On Mar 18, 4:47 pm, "Dan Kubb (dkubb)" <[email protected]> wrote:
> > I like DataMapper, but I can't say I care for the conditions syntax.
> > Yes, the use of operators is kind-of cool, but the #lt, #gt, etc
> > methods and the extension of Symbol with #desc and #asc are pretty
> > blech. And am I missing something, or is there the potential for name
> > clashes for properties named :order, :limit, etc?
>
> There is the potential if you have a property name :limit or
> something, but in those cases you can always wrap the conditions
> inside a :conditions hash, eg:
>
>   User.all(:conditions => { :limit => 1 }, :limit => 10)
>
> When run against an RDBMS this will generate something like this:
>
>   SELECT <cols> FROM "users" WHERE "limit" = 1 LIMIT 10
>
> Although in general I would recommend not naming properties the same
> as built-in matchers.
>
> > Some time ago Peter VanBroekhoven did a cool video on a SQL like DSL.
> > I can't find the video anymore, but to give you an idea, you could do
> > things like:
>
> >   Song.select do |s|
> >     s.artist =~ /Mary/ & s.year > '1980'
> >   end
>
> > It's sort of a cross between working with an Enumerable and working
> > with SQL, but in pure Ruby and without having to extend core classes.
> > I would really like to see something like this for DataMapper in the
> > future.
>
> I think you're referring to Ambition, which was written a few years
> ago and works with ActiveRecord.
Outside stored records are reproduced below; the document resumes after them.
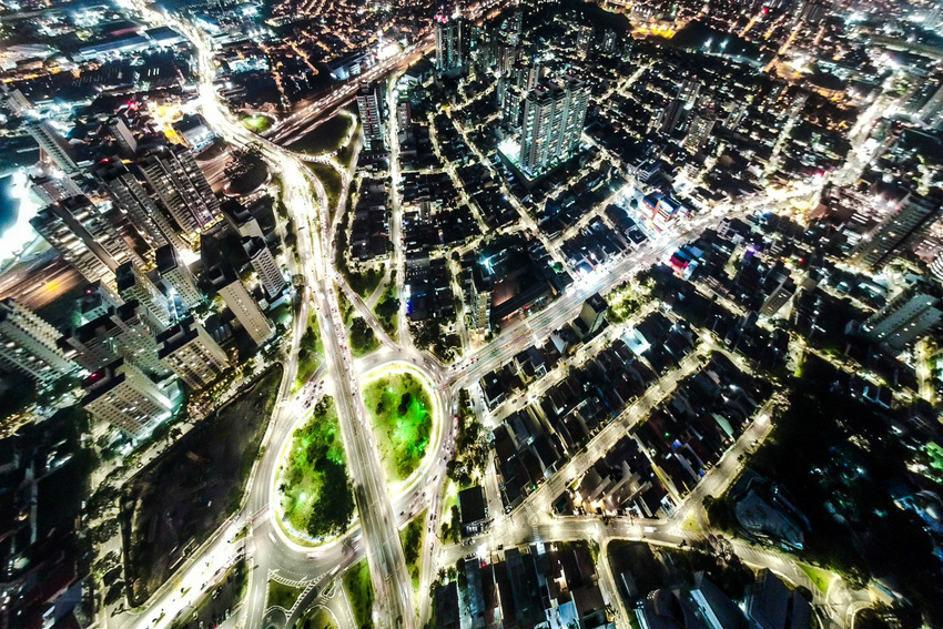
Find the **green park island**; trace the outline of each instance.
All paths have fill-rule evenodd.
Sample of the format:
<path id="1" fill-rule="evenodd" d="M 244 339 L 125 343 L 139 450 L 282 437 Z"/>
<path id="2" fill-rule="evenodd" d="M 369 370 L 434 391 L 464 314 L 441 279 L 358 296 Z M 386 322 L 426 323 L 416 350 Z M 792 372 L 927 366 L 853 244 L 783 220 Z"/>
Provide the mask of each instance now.
<path id="1" fill-rule="evenodd" d="M 281 521 L 295 537 L 320 540 L 346 530 L 354 494 L 331 396 L 295 430 L 278 476 Z"/>
<path id="2" fill-rule="evenodd" d="M 435 408 L 428 381 L 405 365 L 362 379 L 379 459 L 389 483 L 409 478 L 429 452 Z"/>

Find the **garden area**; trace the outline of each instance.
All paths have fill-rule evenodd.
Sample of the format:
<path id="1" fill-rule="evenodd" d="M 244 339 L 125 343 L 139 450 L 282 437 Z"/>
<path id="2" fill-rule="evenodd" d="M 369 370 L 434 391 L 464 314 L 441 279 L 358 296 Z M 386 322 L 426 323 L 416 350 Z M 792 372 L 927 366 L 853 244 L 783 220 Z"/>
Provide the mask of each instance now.
<path id="1" fill-rule="evenodd" d="M 278 494 L 285 521 L 314 538 L 344 531 L 354 516 L 354 494 L 331 396 L 295 432 L 283 466 Z"/>
<path id="2" fill-rule="evenodd" d="M 406 558 L 406 571 L 413 580 L 413 591 L 419 590 L 419 559 L 422 558 L 423 544 L 425 542 L 426 511 L 413 518 L 406 527 L 399 531 L 399 541 L 403 544 L 403 556 Z"/>
<path id="3" fill-rule="evenodd" d="M 362 559 L 344 572 L 344 589 L 347 590 L 347 598 L 354 610 L 354 622 L 359 629 L 372 629 L 373 582 L 366 559 Z"/>
<path id="4" fill-rule="evenodd" d="M 128 483 L 121 520 L 132 606 L 239 509 L 281 381 L 281 365 L 267 369 Z"/>
<path id="5" fill-rule="evenodd" d="M 365 381 L 364 403 L 373 420 L 379 458 L 393 481 L 406 480 L 423 461 L 433 427 L 430 394 L 408 371 Z"/>
<path id="6" fill-rule="evenodd" d="M 353 116 L 338 112 L 286 148 L 298 153 L 307 153 L 308 155 L 336 151 L 341 148 L 341 143 L 347 136 L 347 133 L 349 133 L 353 124 L 355 124 Z"/>
<path id="7" fill-rule="evenodd" d="M 265 115 L 264 113 L 253 113 L 251 115 L 244 115 L 242 118 L 242 124 L 253 133 L 265 133 L 272 125 L 275 124 L 275 121 L 272 120 L 271 116 Z"/>

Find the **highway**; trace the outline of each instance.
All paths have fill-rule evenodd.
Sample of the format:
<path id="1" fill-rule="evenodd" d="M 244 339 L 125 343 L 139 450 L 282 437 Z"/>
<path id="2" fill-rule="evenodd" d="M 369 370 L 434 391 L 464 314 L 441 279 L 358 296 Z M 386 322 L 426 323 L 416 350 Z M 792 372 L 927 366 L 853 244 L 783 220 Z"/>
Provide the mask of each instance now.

I wrote a version with an improved
> API for DataMapper last year:
>
>  http://github.com/dkubb/dm-ambition
>
> Check out the examples in the README, they are pretty awesome.
>
> Like Ambition this uses ParseTree to parse the Proc at runtime.
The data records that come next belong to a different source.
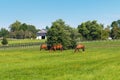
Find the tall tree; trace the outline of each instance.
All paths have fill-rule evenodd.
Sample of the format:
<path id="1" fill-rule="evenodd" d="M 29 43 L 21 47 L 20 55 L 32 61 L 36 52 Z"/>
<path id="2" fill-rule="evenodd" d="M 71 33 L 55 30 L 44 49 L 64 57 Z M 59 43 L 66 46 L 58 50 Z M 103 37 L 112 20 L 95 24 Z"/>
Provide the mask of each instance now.
<path id="1" fill-rule="evenodd" d="M 14 32 L 14 31 L 19 31 L 20 26 L 21 26 L 21 22 L 16 21 L 13 24 L 11 24 L 9 28 L 11 32 Z"/>
<path id="2" fill-rule="evenodd" d="M 62 19 L 58 19 L 52 23 L 51 28 L 47 32 L 47 44 L 54 45 L 61 43 L 64 49 L 72 45 L 72 28 L 65 24 Z"/>
<path id="3" fill-rule="evenodd" d="M 78 25 L 78 31 L 82 35 L 83 40 L 99 40 L 103 25 L 98 24 L 96 20 L 87 21 Z"/>
<path id="4" fill-rule="evenodd" d="M 1 37 L 7 37 L 9 35 L 9 31 L 5 28 L 1 28 L 0 30 L 0 36 Z"/>

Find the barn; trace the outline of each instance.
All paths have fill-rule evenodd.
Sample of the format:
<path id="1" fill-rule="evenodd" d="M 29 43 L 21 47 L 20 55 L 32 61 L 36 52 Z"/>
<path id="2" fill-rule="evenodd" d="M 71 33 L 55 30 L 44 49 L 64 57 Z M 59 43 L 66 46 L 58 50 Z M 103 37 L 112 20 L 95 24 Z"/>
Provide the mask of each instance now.
<path id="1" fill-rule="evenodd" d="M 42 29 L 42 30 L 37 32 L 36 39 L 46 39 L 46 34 L 47 34 L 47 30 L 46 29 Z"/>

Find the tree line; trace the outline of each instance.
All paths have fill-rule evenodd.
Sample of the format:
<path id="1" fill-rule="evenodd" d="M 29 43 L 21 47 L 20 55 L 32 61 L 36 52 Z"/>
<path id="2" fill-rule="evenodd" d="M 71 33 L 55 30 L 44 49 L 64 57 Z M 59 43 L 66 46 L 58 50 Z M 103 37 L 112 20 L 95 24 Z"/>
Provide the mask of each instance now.
<path id="1" fill-rule="evenodd" d="M 37 31 L 38 29 L 36 29 L 34 25 L 15 21 L 9 26 L 9 30 L 6 28 L 1 28 L 0 37 L 15 39 L 35 38 Z"/>
<path id="2" fill-rule="evenodd" d="M 74 48 L 79 41 L 120 39 L 120 20 L 113 21 L 110 26 L 104 27 L 96 20 L 86 21 L 73 28 L 62 19 L 52 23 L 47 32 L 47 44 L 61 43 L 64 49 Z"/>
<path id="3" fill-rule="evenodd" d="M 96 20 L 86 21 L 73 28 L 66 24 L 62 19 L 54 21 L 51 27 L 46 27 L 47 43 L 50 45 L 62 43 L 67 47 L 74 47 L 76 42 L 85 40 L 106 40 L 109 37 L 112 39 L 120 39 L 120 20 L 113 21 L 111 25 L 104 26 Z M 0 37 L 25 39 L 36 38 L 38 29 L 34 25 L 15 21 L 6 28 L 0 29 Z"/>

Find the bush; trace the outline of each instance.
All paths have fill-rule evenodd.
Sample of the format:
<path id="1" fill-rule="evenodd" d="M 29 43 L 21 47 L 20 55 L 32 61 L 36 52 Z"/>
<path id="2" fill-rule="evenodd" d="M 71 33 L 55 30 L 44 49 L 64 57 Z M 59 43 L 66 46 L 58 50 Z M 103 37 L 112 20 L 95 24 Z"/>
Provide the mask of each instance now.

> However, while Ambition translates the parsed code almost directly
> into an SQL String, DataMapper creates an abstract Query object. The
> benefit of this approach is that the Query can be handed to any
> adapter and executed.  This means it's not just a front-end to a few
> RDBMS', it works with the ~40 or so backends that DataMapper supports.
>
> It's beautiful to work with -- I actually wish this had caught on
> more, because it is IMHO the nicest query API for any ruby ORM, but I
> can understand why it didn't.
>
> First of all, it only works with Ruby 1.8, and not 1.9 or JRuby.
> ParseTree won't work on 1.9 because there is no longer a way to access
> the AST at runtime. I think there's a ParseTree for JRuby, but I don't
> think it's maintained. I'd bet that you could port this to Rubinius.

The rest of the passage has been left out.